As the city moves to close a homeless tent city in Middlebury, the mayor’s staff is backing a proposal by the private property owner to open the first of what could be many boarding homes for the homeless in Akron.

In a notice issued Dec. 6, city administrators gave Sage Lewis 30 days to have any remaining tenants out of tents pitched behind his commercial property at 15 Broad St. Lewis has 20 days to appeal the notice. His attorneys have said they’ll seek a court order to block the eviction.

As the two sides prepare to meet in court, Lewis has filed a conditional zoning request to double the number of tenants he can put in a single-family home his nonprofit organization, the Homeless Charity, purchased at 85 Kent Place. The house borders the tent city.

City planners have recommended approval, allowing 10 homeless people to move into the home. The municipal code limits single-family dwellings to five unrelated residents.

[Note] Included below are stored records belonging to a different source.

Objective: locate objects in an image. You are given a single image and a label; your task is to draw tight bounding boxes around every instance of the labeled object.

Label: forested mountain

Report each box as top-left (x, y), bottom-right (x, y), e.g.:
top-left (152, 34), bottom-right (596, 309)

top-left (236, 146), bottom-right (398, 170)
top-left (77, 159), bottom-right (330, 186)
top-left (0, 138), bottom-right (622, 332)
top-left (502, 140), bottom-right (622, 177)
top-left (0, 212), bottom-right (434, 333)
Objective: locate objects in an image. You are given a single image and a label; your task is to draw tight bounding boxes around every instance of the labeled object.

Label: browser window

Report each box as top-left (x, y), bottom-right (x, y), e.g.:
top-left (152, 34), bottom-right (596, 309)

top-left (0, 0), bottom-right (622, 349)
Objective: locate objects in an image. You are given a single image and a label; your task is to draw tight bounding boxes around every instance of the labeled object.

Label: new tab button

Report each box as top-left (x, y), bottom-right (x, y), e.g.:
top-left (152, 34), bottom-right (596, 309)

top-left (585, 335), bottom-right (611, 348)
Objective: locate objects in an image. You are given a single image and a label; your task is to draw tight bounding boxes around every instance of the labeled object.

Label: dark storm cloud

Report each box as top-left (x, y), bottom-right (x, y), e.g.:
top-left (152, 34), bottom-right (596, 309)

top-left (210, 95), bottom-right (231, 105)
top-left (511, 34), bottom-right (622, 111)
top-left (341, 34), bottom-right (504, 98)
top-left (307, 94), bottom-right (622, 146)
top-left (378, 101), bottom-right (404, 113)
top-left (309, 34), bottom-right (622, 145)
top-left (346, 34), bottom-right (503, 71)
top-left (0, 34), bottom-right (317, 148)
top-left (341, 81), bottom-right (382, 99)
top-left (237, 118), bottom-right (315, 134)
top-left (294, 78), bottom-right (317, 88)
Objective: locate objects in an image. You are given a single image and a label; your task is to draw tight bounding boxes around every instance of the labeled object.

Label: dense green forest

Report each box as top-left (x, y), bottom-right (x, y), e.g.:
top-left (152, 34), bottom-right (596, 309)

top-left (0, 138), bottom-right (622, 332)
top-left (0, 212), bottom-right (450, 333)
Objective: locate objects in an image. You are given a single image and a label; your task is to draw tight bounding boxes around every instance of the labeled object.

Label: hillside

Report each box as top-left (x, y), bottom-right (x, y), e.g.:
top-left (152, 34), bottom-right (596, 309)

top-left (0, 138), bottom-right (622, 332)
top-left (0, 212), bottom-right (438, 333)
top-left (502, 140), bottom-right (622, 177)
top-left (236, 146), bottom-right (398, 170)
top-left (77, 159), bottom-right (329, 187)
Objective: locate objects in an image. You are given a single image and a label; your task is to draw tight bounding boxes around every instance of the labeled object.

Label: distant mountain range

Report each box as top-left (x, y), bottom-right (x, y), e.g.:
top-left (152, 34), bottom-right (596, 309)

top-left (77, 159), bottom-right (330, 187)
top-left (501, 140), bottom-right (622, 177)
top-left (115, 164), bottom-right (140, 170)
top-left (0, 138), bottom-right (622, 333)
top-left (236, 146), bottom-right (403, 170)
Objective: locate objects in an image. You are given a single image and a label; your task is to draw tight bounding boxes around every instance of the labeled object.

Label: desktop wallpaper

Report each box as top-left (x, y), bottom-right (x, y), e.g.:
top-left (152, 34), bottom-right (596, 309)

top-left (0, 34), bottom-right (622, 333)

The boarding house plan is part of Lewis’ “mission” to help homeless people in the “space” between living on the street and finding a suitable home or apartment. “We have several great housing providers in Akron,” Lewis said. “But this transitional space seems ripe for opportunity. I’d like to see if the city will let me do this 10-person housing plan again.”

“I’m not looking to house these people forever. I’m just looking to hold them until they’re ready to move into more permanent housing,” he said.

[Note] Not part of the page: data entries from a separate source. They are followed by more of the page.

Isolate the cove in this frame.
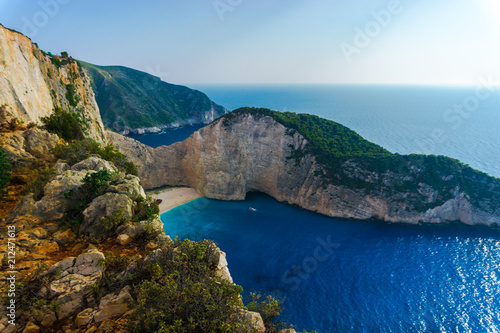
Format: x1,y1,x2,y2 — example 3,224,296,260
161,193,500,332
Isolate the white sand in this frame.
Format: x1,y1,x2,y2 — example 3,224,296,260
151,187,201,214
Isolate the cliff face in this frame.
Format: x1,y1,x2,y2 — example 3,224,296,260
82,62,226,134
108,113,500,225
0,25,105,142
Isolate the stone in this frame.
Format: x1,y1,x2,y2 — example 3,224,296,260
238,310,266,333
34,241,59,254
71,156,118,172
40,309,57,328
116,234,132,245
116,222,140,238
75,308,94,328
36,170,87,221
52,229,76,245
97,319,115,333
24,127,59,158
47,257,76,275
68,249,105,276
145,241,158,251
23,322,40,333
94,286,133,323
212,249,233,283
49,272,101,320
54,160,70,175
80,193,134,234
108,175,146,200
5,193,36,222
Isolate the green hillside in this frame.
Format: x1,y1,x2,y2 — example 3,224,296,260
223,108,500,210
80,61,225,131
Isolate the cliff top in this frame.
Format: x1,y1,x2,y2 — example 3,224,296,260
219,107,500,210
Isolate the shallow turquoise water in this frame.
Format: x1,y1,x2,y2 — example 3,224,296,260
162,193,500,332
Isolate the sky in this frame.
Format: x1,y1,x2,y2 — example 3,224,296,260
0,0,500,85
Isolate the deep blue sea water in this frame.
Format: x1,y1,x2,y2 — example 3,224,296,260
136,86,500,332
129,125,205,147
161,193,500,333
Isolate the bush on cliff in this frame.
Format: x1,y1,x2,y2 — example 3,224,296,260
63,170,113,228
0,149,12,198
129,240,244,332
52,138,137,175
40,107,85,142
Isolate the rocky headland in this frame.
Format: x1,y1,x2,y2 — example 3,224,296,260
107,108,500,225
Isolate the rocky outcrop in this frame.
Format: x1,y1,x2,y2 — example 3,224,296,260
107,113,500,225
0,128,59,164
0,25,105,142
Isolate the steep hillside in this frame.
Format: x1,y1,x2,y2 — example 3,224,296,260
0,25,105,142
81,62,226,134
108,108,500,225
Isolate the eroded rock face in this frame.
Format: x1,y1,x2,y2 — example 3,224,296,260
107,113,500,225
80,193,135,234
0,25,105,143
35,170,87,221
71,156,117,172
45,249,105,320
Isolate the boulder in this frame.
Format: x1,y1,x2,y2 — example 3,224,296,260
71,156,118,172
52,229,76,245
237,310,266,333
54,160,70,175
116,222,141,238
49,272,101,320
33,241,59,255
23,322,40,333
24,127,59,158
75,308,94,328
108,175,146,200
43,249,105,320
80,193,134,234
94,286,133,323
36,170,87,221
212,249,233,283
116,234,132,245
5,193,36,222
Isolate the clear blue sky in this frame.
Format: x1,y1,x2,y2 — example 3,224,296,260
0,0,500,85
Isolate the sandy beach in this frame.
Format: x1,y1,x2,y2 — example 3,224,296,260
149,187,201,214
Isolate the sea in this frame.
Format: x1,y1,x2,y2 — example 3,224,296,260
135,83,500,333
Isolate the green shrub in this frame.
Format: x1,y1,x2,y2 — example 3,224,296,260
0,149,12,198
63,170,113,230
129,240,247,332
66,84,80,107
134,196,160,222
100,209,126,232
52,138,137,175
40,107,85,141
50,57,61,68
52,138,101,165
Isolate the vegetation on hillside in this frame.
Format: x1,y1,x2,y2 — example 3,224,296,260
40,107,85,142
222,108,500,211
79,62,224,130
0,149,11,198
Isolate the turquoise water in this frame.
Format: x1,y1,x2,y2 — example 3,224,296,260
161,193,500,333
142,86,500,333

In addition, Summit County Land Bank Executive Director Patrick Bravo said his agency, which reutilizes abandoned and vacant property, is ready to sell Lewis an even bigger house at 47 N. Arlington St. for $4,600. Monday afternoon, Lewis said a real estate agent he’d never met before approached him with an offer from a bank to gift the homeless a third home. A board member for the Homeless Charity went out to view the house.

As a private charity accepting no financial housing assistance or restrictions from the federal government, Lewis would use the properties to offer immediate, no-barrier housing for homeless people. “If it has a roof that doesn’t leak and all the utilities, it’s pretty much a mansion to these people,” Lewis said, noting that he doesn’t have to run background checks or require government documents that are often missing. “I don’t need their ID. If I’m pretty confident they won’t kill everyone in the house, they can get in.”

Support from city planners for Lewis’ boarding home plan marks a turning point in relations between the businessman and City Hall. The city rejected Lewis’ request to continue the tent city. The two sides, while at odds, have worked together to find housing for 46 tent city residents after a divided council rejected the campground zoning application.

Before issuing the 30-day eviction notice on Thursday, the city gave homeless service providers in the Continuum of Care 74 days to house all 46 affected residents. Though some may be a day or two away from landing an apartment, Lewis said 10 of the original 46, plus 10 new arrivals, would be sleeping in tents behind his commercial property Monday night.

In a report released by the city Monday, the CoC said only five of the original 46 have proved too difficult to house. Numbers provided by Lewis and the CoC have conflicted throughout the housing process.

“The CoC believes that ALL individuals … will have a long term housing option (NOT a shelter bed) presented to them by Dec. 21, 2018,” the CoC said.

Lewis has not ruled out the possibility of using tiny homes on his lot, which the city reminded him is zoned for residential use. Dave Murray of Northwest Akron has promised to build the mobile units, which could house two people in each. But cheap homes may make better financial sense.

“If I can get a house for $5,000 and move five people into it, that would be as affordable as five Dave Murray houses. That’s very appealing,” Lewis said.